Even legends like Warren Buffet echo elements of this – gaming panic and euphoria among masses to maximize long-term compounding. The difference lies in degrees of aggression, concentrations and access to debt.
Of course, critics argue his formula contains more risk than skill. And market timers usually underperform long-term passive gamers. So whether readers choose to emulate his swashbuckling methods boils down to individual conviction and risk appetite.
Final Thoughts
Love him or hate him, Kiyosaki will likely enrich himself tremendously if his catastrophic prediction materializes. His four decade career gaming everything from stocks to crypto certainly bodes well if global markets plunge into turmoil once more.
Yet markets have a nasty habit of surprising even wiliest gamers.
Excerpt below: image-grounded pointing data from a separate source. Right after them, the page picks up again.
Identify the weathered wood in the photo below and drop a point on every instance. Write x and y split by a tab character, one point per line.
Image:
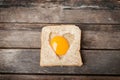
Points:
53	77
92	16
96	62
14	35
92	4
26	3
67	4
53	13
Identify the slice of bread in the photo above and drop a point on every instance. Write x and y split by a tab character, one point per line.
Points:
48	56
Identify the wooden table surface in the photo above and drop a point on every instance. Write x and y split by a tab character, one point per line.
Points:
21	22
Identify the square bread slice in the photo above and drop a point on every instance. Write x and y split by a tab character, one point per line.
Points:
72	57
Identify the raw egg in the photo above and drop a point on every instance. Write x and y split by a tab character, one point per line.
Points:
60	45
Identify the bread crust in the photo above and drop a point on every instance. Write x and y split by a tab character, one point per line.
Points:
72	57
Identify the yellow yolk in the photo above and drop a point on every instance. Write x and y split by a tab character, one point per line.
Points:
60	45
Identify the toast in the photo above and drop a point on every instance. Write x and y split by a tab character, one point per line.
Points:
72	57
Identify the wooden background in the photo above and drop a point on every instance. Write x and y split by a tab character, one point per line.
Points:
21	22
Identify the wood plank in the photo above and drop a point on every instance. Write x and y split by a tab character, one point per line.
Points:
67	4
53	13
92	16
92	4
96	62
53	77
15	35
25	3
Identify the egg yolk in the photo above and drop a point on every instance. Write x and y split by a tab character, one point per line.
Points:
60	45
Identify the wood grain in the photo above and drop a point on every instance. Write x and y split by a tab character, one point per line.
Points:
96	62
26	3
57	14
92	4
15	35
67	4
53	77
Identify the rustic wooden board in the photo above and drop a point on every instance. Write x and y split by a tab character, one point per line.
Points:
96	62
68	4
15	35
92	4
57	14
58	77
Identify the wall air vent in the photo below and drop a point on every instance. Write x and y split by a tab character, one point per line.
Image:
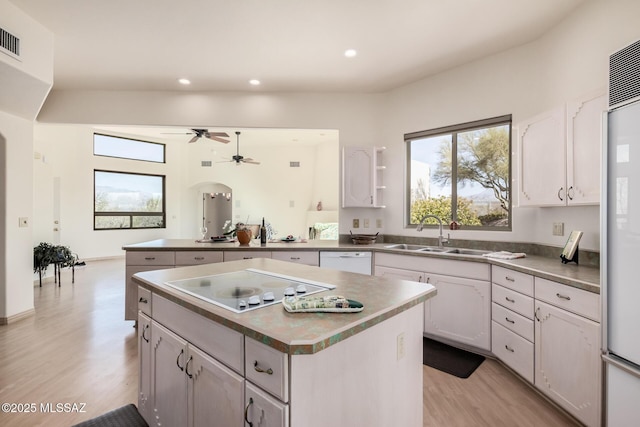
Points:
624	75
9	44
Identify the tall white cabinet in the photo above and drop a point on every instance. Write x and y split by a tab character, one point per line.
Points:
362	180
559	154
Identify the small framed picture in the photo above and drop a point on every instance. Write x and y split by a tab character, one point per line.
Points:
570	248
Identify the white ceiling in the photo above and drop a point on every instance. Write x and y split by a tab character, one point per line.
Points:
290	45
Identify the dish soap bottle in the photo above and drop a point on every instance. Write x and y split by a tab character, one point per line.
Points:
263	234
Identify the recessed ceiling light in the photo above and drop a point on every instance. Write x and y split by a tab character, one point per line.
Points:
350	53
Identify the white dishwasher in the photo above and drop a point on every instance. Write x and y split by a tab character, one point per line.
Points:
355	262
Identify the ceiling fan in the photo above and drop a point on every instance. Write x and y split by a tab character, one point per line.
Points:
238	158
199	133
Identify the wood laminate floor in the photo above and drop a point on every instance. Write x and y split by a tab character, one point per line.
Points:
76	358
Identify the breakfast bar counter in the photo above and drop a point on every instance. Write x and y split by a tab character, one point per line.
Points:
200	361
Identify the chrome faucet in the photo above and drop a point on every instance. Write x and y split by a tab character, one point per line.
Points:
441	239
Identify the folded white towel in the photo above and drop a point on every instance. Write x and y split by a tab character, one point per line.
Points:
505	255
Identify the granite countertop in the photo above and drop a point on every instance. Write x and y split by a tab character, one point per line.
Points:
579	276
296	333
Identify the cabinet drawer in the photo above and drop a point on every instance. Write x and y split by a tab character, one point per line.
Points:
513	321
513	350
198	257
144	300
241	254
221	342
267	368
572	299
308	258
151	258
512	300
511	279
262	409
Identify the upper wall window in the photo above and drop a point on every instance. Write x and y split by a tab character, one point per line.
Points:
128	200
461	173
124	148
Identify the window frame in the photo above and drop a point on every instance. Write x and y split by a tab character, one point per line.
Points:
164	148
130	214
454	130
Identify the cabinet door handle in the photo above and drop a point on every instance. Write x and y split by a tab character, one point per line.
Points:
259	369
143	333
186	368
246	412
178	360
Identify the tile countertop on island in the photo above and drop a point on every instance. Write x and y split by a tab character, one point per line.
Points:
579	276
296	333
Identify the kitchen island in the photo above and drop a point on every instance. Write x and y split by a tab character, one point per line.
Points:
200	361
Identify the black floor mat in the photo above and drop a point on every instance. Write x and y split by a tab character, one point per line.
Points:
449	359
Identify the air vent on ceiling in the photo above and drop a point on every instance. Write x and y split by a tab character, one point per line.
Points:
624	75
9	44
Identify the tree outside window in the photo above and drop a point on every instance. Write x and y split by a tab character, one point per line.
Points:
461	173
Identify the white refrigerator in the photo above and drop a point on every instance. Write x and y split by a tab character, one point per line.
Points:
620	274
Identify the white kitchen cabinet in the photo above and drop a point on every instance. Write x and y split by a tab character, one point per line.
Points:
248	254
298	257
137	262
190	388
461	311
559	154
362	179
144	367
512	328
567	354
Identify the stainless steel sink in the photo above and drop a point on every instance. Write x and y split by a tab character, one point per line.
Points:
406	247
462	251
446	250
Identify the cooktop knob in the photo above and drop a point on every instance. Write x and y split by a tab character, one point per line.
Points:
268	296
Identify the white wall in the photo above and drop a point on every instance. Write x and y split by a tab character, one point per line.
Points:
568	61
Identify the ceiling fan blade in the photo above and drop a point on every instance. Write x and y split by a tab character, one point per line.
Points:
215	138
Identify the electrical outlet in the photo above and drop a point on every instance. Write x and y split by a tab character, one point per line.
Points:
400	346
558	228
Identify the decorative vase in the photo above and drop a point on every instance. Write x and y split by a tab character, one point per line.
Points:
243	236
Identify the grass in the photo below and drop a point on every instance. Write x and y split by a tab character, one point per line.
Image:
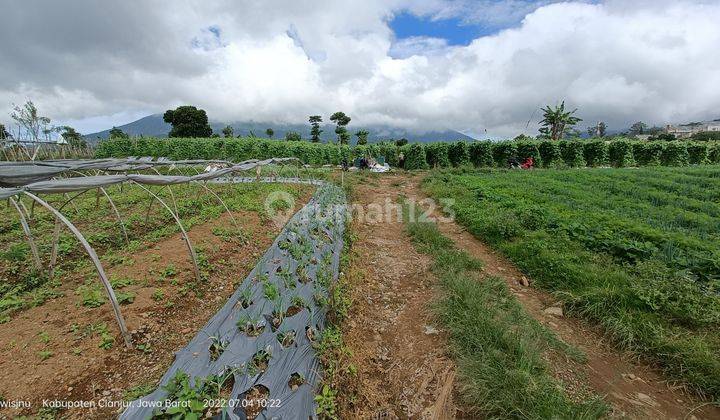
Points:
499	349
636	251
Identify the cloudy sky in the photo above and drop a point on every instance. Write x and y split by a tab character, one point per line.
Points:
483	67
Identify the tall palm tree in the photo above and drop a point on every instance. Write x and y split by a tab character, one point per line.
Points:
557	122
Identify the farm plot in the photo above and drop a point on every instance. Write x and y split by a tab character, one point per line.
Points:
260	347
636	251
64	324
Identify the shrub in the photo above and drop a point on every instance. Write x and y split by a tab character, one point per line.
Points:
526	150
437	155
620	153
595	153
458	153
698	153
549	153
481	153
572	153
675	154
415	157
504	151
714	153
648	154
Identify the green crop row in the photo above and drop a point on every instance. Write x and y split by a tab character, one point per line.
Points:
636	251
547	154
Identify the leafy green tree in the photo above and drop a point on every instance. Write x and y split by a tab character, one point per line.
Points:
638	128
362	136
187	121
597	130
315	130
116	133
30	121
341	120
72	137
293	136
602	129
557	122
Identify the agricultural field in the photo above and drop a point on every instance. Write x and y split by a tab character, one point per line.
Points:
64	323
634	251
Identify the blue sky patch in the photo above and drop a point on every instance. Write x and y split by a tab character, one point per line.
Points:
407	25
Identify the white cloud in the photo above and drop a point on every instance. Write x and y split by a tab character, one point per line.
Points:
281	61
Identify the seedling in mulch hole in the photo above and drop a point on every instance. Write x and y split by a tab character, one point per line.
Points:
270	291
278	314
217	347
45	354
144	348
295	381
320	299
284	244
310	333
286	275
158	295
169	271
261	278
245	298
255	400
302	274
260	361
324	278
125	297
297	303
286	338
251	327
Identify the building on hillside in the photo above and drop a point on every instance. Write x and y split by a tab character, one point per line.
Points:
685	131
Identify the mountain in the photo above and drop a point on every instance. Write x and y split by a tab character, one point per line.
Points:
154	126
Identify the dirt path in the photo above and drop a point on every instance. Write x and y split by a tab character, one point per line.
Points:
634	390
403	369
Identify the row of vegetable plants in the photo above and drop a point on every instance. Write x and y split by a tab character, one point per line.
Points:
545	153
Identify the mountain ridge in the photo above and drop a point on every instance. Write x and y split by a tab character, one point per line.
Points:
154	126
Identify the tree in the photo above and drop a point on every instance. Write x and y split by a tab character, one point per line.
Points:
293	136
707	136
116	133
315	131
187	121
663	137
557	122
638	128
602	129
362	136
72	137
30	122
341	120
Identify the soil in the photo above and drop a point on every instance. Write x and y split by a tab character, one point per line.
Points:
78	370
404	372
While broader risks appear concerning, others like Cathy Wood dismiss recessionary narratives – gaming a favorable backdrop for their own disrupted picks.
Either way, readers can gain investing wisdom by distilling lessons from iconic gaming personalities while customizing approaches to individual goals and temperament.
Because regardless whether doomsday strikes in 2024 or beyond, the greatest gamers build skills to endure anything markets throw at them – without losing sleep or conviction in the process. Kiyosaki himself is the ultimate exemplar of this mindset.
Now it‘s your turn to decide if you have appetite to ante up when stakes seem highest. Sharpen your gaming skills today to profit from the next crisis tomorrow, whenever that may be.